I am trying to access the gradient of the loss in DistilBERT with respect to each attention weight in the first layer. I could access the computed gradient value of the output weight matrix via the following code when requires_grad=True
loss.backward()
for name, param in model.named_parameters():
if name == 'transformer.layer.0.attention.out_lin.weight':
print(param.grad) #shape is [768,768]
where model
is the loaded distilbert model.
My question is how to get the gradient with respect to [SEP] or [CLS] or other tokens' attention? I need it to reproduce the figure about the "Gradient-based feature importance estimates for attention to [SEP]" in the following link:
https://medium.com/analytics-vidhya/explainability-of-bert-through-attention-7dbbab8a7062
A similar question for the same purpose has been asked in the following, but it is not my issue: BERT token importance measuring issue. Grad is none
By default, the gradients are retained only for parameters, basically just to save memory. If you need gradients of inner nodes of the computation graph, you need to have the respective tensor before calling backward()
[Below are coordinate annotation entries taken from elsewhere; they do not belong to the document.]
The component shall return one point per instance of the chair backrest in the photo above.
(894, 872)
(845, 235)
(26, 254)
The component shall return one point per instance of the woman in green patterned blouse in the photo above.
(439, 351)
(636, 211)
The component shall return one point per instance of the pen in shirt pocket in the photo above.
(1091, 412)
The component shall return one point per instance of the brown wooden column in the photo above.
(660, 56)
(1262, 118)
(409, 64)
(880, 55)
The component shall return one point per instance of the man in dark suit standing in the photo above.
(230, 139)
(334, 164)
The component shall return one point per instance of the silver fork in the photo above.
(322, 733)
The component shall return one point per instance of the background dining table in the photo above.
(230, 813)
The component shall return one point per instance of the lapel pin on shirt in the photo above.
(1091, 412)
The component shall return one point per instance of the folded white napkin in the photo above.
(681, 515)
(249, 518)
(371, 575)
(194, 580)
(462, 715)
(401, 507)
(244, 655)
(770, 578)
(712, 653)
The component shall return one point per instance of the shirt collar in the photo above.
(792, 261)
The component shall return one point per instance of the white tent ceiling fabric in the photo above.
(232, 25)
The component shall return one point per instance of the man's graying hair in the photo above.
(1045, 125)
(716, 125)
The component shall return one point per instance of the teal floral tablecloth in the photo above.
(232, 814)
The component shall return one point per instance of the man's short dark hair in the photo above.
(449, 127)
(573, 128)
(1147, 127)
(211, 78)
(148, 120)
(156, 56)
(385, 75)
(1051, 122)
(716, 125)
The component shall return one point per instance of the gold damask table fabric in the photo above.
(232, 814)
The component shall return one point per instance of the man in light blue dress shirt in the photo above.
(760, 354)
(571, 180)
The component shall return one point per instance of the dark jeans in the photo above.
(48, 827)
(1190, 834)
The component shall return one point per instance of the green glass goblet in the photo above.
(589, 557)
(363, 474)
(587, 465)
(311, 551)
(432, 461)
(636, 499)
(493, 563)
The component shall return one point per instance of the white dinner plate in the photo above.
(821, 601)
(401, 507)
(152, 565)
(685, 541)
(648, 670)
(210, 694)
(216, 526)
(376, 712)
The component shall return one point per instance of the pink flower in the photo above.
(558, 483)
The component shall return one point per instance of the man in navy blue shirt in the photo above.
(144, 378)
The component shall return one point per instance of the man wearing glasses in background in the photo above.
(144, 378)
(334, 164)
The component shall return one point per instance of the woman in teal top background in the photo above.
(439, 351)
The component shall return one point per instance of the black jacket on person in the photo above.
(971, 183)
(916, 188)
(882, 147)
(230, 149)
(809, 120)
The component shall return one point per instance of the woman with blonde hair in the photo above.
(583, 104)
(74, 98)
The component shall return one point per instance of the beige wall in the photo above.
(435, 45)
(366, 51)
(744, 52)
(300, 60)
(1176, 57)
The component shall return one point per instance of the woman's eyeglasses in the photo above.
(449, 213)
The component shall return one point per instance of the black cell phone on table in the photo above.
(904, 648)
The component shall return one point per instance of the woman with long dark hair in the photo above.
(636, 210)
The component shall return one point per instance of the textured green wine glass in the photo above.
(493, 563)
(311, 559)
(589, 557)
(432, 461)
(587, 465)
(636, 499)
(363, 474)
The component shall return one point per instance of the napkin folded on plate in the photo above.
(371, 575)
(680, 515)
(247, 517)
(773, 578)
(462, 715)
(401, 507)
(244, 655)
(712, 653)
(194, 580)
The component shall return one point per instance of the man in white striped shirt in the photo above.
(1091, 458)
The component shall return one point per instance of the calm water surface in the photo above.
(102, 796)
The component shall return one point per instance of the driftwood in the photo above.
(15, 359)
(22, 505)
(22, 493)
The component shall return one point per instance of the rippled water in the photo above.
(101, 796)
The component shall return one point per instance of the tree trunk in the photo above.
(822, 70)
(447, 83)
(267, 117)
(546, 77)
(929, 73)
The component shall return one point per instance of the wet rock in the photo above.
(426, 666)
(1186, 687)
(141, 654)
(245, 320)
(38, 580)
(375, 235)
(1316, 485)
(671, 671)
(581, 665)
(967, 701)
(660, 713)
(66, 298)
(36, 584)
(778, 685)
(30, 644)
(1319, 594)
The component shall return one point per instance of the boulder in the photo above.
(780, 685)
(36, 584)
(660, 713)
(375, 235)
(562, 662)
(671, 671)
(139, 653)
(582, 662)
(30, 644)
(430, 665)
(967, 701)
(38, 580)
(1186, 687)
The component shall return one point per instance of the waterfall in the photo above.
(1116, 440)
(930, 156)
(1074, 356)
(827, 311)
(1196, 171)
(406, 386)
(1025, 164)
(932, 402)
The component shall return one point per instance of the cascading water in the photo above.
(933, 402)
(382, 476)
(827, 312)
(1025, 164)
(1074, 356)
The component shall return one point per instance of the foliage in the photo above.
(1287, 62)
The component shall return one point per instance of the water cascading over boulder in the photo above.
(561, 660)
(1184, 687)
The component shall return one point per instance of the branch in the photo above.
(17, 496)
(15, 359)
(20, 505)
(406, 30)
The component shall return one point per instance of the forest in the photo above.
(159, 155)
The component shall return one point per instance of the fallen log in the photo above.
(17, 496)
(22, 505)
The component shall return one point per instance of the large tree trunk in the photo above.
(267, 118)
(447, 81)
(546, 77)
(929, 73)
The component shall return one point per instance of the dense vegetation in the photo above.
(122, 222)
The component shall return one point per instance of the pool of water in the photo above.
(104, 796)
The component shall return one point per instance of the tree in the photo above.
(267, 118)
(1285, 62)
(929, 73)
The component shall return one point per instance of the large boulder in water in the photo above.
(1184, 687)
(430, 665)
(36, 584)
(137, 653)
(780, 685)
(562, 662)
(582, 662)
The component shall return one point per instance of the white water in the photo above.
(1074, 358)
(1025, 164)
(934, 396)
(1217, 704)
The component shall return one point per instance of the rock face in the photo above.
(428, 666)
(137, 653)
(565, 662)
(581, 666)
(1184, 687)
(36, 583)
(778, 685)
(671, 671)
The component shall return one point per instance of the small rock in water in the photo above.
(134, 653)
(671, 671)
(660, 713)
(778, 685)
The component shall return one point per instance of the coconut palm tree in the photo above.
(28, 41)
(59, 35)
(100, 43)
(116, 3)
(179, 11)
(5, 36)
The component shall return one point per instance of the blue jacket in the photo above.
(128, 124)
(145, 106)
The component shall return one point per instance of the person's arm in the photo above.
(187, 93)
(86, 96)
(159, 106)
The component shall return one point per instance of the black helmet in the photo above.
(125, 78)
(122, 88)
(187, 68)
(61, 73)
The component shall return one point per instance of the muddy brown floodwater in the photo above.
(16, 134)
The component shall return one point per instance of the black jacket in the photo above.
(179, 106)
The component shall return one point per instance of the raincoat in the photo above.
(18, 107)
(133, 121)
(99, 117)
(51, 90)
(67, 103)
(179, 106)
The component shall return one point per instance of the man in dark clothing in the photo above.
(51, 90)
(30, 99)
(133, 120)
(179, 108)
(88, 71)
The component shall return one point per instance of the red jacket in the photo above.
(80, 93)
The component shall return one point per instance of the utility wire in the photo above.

and add a hook that will be executed at the backward pass.
A minimum solution from PyTorch forum:
yGrad = torch.zeros(1,1)
def extract(xVar):
global yGrad
yGrad = xVar
xx = Variable(torch.randn(1,1), requires_grad=True)
yy = 3*xx
zz = yy**2
yy.register_hook(extract)
#### Run the backprop:
print (yGrad) # Shows 0.
zz.backward()
print (yGrad) # Show the correct dzdy
In this case, the gradients are stored in a global variable where they persist after PyTorch get rid of them in the graph itself.